Within six months of President Obama signing the healthcare bill into law, you can expect these benefits to begin helping (as reported by Crooks and Liars and USHealthCrisis.com)
- Adult children may remain as dependents on their parents’ policy until their 27th birthday.
- Children under age 19 may not be excluded for pre-existing conditions.
- No more lifetime or annual caps on coverage.
- Free preventative care for all.
- Adults with pre-existing conditions may buy into a national high-risk pool until the exchanges come online.
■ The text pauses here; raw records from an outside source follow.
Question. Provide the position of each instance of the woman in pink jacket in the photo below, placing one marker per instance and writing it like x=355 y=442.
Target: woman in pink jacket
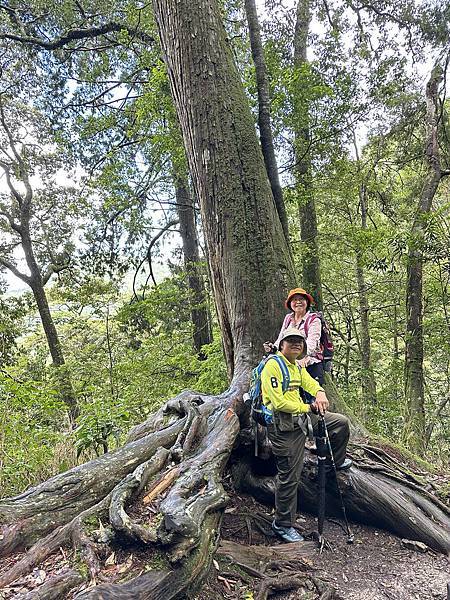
x=309 y=324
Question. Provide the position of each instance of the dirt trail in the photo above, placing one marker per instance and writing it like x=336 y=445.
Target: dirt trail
x=377 y=566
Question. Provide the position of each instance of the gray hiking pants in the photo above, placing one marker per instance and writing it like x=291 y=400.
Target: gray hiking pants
x=288 y=446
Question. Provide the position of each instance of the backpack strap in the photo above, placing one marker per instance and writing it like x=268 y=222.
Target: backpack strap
x=287 y=320
x=284 y=372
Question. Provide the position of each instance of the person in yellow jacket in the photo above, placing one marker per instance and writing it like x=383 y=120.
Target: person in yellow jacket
x=288 y=426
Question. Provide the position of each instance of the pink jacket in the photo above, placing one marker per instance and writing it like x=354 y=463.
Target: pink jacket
x=312 y=335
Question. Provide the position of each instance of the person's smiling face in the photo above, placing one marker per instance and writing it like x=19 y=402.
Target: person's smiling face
x=292 y=348
x=299 y=304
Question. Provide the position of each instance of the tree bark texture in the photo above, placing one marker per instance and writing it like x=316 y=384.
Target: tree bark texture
x=368 y=384
x=302 y=145
x=265 y=129
x=376 y=492
x=414 y=430
x=248 y=256
x=199 y=307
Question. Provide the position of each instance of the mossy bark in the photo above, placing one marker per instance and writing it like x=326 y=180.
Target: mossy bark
x=248 y=255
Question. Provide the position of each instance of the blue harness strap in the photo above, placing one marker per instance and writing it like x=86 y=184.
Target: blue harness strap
x=284 y=372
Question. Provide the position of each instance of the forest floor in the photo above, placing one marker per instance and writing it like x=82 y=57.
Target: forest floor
x=377 y=566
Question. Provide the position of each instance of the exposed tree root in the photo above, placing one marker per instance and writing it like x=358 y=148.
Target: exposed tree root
x=376 y=499
x=87 y=506
x=56 y=587
x=164 y=489
x=41 y=509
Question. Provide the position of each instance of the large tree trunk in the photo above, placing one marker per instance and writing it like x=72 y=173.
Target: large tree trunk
x=160 y=495
x=311 y=280
x=414 y=430
x=265 y=129
x=246 y=247
x=199 y=307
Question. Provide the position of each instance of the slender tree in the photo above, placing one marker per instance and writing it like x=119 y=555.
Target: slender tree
x=414 y=429
x=24 y=224
x=311 y=278
x=199 y=308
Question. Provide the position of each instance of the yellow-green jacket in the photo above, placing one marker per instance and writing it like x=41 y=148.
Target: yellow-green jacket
x=290 y=401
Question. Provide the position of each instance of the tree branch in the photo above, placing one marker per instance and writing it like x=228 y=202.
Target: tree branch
x=148 y=255
x=12 y=267
x=77 y=34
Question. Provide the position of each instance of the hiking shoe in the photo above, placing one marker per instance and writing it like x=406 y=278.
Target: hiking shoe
x=345 y=465
x=287 y=534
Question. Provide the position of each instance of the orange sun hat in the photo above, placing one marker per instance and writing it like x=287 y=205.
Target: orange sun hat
x=300 y=291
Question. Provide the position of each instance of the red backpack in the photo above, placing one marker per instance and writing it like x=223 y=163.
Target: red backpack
x=326 y=342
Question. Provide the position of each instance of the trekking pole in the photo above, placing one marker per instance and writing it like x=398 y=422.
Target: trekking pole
x=321 y=476
x=350 y=536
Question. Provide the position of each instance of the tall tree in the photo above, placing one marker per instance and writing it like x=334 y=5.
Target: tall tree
x=311 y=278
x=414 y=429
x=188 y=230
x=237 y=211
x=36 y=224
x=265 y=129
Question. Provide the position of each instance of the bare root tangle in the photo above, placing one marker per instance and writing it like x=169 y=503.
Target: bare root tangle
x=165 y=585
x=56 y=587
x=198 y=489
x=370 y=498
x=201 y=435
x=55 y=502
x=280 y=584
x=133 y=484
x=258 y=560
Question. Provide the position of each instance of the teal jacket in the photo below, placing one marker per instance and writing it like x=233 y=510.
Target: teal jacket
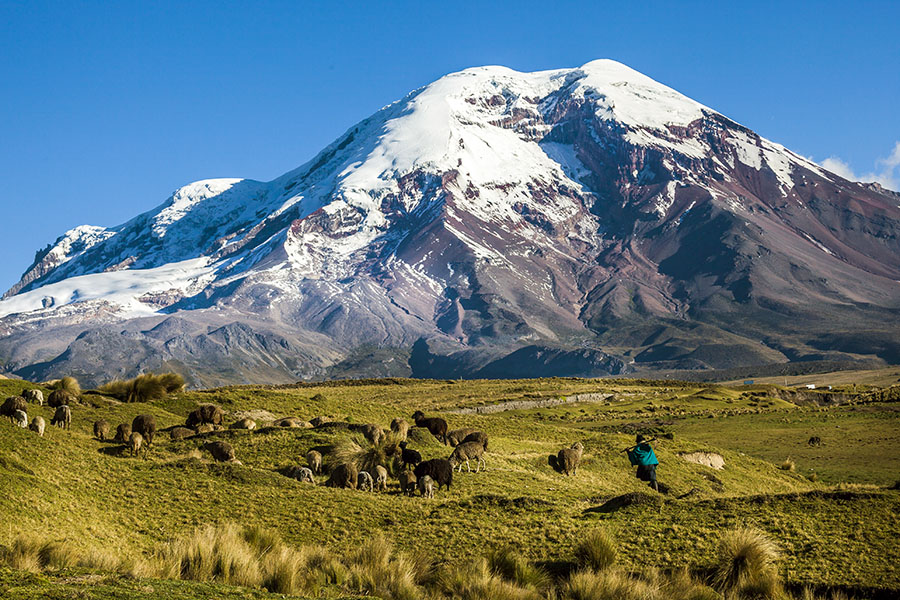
x=642 y=455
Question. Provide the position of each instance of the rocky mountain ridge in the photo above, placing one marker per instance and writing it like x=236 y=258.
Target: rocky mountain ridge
x=582 y=221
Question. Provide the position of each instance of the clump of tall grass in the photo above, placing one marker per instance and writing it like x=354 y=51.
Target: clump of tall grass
x=376 y=570
x=475 y=581
x=143 y=388
x=514 y=568
x=597 y=551
x=746 y=565
x=28 y=552
x=68 y=384
x=609 y=584
x=357 y=450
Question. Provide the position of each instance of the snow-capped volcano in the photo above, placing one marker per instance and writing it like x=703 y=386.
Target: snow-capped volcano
x=575 y=221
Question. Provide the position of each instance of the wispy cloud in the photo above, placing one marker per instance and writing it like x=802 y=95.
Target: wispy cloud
x=886 y=172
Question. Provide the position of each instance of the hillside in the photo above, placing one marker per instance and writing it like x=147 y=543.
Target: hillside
x=69 y=486
x=576 y=222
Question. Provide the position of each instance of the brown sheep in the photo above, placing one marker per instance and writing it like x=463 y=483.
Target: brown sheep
x=135 y=441
x=343 y=476
x=206 y=413
x=476 y=436
x=568 y=459
x=400 y=427
x=467 y=451
x=436 y=425
x=180 y=433
x=59 y=398
x=101 y=429
x=62 y=417
x=221 y=451
x=123 y=433
x=34 y=396
x=314 y=460
x=408 y=483
x=248 y=424
x=455 y=437
x=146 y=426
x=13 y=404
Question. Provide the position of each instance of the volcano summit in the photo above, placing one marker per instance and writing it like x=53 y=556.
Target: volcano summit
x=584 y=221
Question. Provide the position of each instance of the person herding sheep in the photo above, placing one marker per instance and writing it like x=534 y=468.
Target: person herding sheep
x=643 y=456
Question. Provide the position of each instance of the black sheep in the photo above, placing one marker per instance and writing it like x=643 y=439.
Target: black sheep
x=436 y=425
x=408 y=456
x=146 y=426
x=477 y=436
x=439 y=469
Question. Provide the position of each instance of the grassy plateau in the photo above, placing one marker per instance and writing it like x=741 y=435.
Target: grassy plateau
x=81 y=518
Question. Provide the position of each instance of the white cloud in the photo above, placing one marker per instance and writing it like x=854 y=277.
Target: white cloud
x=887 y=170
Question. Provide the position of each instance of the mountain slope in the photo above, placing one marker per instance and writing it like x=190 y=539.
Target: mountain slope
x=472 y=227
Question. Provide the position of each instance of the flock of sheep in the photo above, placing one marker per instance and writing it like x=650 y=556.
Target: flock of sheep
x=414 y=472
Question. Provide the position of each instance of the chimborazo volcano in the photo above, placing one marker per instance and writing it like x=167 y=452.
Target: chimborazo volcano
x=586 y=221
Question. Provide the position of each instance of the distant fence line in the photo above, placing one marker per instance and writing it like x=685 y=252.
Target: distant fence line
x=527 y=404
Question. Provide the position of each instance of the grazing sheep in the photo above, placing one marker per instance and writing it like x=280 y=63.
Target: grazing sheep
x=319 y=421
x=426 y=487
x=477 y=436
x=364 y=480
x=301 y=474
x=380 y=478
x=146 y=426
x=180 y=433
x=439 y=469
x=344 y=476
x=59 y=398
x=135 y=441
x=467 y=451
x=101 y=430
x=455 y=437
x=373 y=433
x=436 y=425
x=568 y=459
x=409 y=457
x=13 y=404
x=123 y=433
x=408 y=483
x=314 y=460
x=34 y=396
x=38 y=425
x=221 y=451
x=206 y=413
x=292 y=422
x=62 y=417
x=400 y=427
While these will not be cheap, they’re still better than total exclusion and get some benefit from a wider pool of insurers.
- Small businesses will be entitled to a tax credit for 2009 and 2010, which could be as much as 50% of what they pay for employees’ health insurance.
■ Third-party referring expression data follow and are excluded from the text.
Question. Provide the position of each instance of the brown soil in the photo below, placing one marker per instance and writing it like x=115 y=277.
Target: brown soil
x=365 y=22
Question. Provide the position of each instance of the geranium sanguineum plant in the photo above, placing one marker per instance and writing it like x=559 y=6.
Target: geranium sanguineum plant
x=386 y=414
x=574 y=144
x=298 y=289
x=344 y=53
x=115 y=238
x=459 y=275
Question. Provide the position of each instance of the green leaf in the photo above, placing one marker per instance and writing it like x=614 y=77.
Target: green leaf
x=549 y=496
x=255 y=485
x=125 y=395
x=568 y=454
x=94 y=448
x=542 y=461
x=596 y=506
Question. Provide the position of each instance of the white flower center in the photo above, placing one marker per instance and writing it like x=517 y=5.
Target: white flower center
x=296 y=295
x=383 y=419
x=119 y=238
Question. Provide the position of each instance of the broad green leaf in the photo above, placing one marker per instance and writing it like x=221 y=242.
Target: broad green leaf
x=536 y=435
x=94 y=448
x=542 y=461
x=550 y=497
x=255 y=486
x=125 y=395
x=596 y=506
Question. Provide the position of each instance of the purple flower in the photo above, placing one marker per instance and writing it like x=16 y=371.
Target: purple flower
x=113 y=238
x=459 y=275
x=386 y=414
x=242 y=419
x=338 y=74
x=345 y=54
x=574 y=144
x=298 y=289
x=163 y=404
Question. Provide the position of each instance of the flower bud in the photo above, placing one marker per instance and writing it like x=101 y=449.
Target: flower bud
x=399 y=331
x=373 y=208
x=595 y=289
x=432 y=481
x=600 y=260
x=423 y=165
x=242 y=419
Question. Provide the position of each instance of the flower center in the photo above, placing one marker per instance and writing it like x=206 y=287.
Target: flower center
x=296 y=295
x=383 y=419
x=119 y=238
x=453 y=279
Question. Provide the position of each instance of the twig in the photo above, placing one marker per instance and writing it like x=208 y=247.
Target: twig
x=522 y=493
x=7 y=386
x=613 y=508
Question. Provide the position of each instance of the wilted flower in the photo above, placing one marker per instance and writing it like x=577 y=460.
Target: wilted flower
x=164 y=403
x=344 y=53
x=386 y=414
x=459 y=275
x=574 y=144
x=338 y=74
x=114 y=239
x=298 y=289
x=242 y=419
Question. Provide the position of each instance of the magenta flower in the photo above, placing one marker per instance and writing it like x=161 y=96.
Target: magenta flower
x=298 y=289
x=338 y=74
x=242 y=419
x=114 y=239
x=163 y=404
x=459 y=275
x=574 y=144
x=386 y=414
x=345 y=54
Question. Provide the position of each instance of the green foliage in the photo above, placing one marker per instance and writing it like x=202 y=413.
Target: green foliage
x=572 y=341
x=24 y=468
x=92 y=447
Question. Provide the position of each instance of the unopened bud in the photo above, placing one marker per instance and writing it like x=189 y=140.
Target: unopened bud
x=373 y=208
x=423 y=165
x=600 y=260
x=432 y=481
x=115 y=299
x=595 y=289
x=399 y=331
- The “donut hole” closes for Medicare patients, making prescription medications more affordable for seniors.
- Requirement that all insurers must post their balance sheets on the Internet and fully disclose administrative costs, executive compensation packages, and benefit payments.
- Authorizes early funding of community health centers in all 50 states (Bernie Sanders’ amendment). Community health centers provide primary, dental and vision services to people in the community, based on a sliding scale for payment according to ability to pay.
- No more rescissions. Effective immediately, you can’t lose your insurance because you get sick.
These are important steps in comprehensive reform, and I think conservative writer and former Bush speechwriter David Frum nails it when he asks:
Even if Republicans scored a 1994 style landslide in November, how many votes could we muster to re-open the “doughnut hole” and charge seniors more for prescription drugs? How many votes to re-allow insurers to rescind policies when they discover a pre-existing condition? How many votes to banish 25 year olds from their parents’ insurance coverage? And even if the votes were there – would President Obama sign such a repeal?
These reforms are hopefully here to stay. Hopefully, This means that future cancer survivors might not have to face the same hurdles getting the radiation treatment or chemotherapy they need that I faced. Hopefully, This means I don’t have to see students face the challenges of tragic diseases only to be denied healthcare when their parents change carriers. Hopefully, this is only a first step toward a more holistic approach to healthcare in this country.
To clarify, I won’t feel this reform is finished until we have a solid public option available to every person regardless of age, race, gender, income level, or medical history. I won’t see this as finished until pre-existing conditions stop being a problem at all ages. Today, though, is a good step in the right direction, and incremental progress is better than no progress at all.
Update:
I think this quote by E.D. Kain at True/Slant sums things up pretty well:
In the end, perhaps the greatest thing going for this bill is the possibility that it will open future avenues for better reforms down the road. That is not a very compelling argument, of course, but who knows? It may in fact be the most important argument of them all.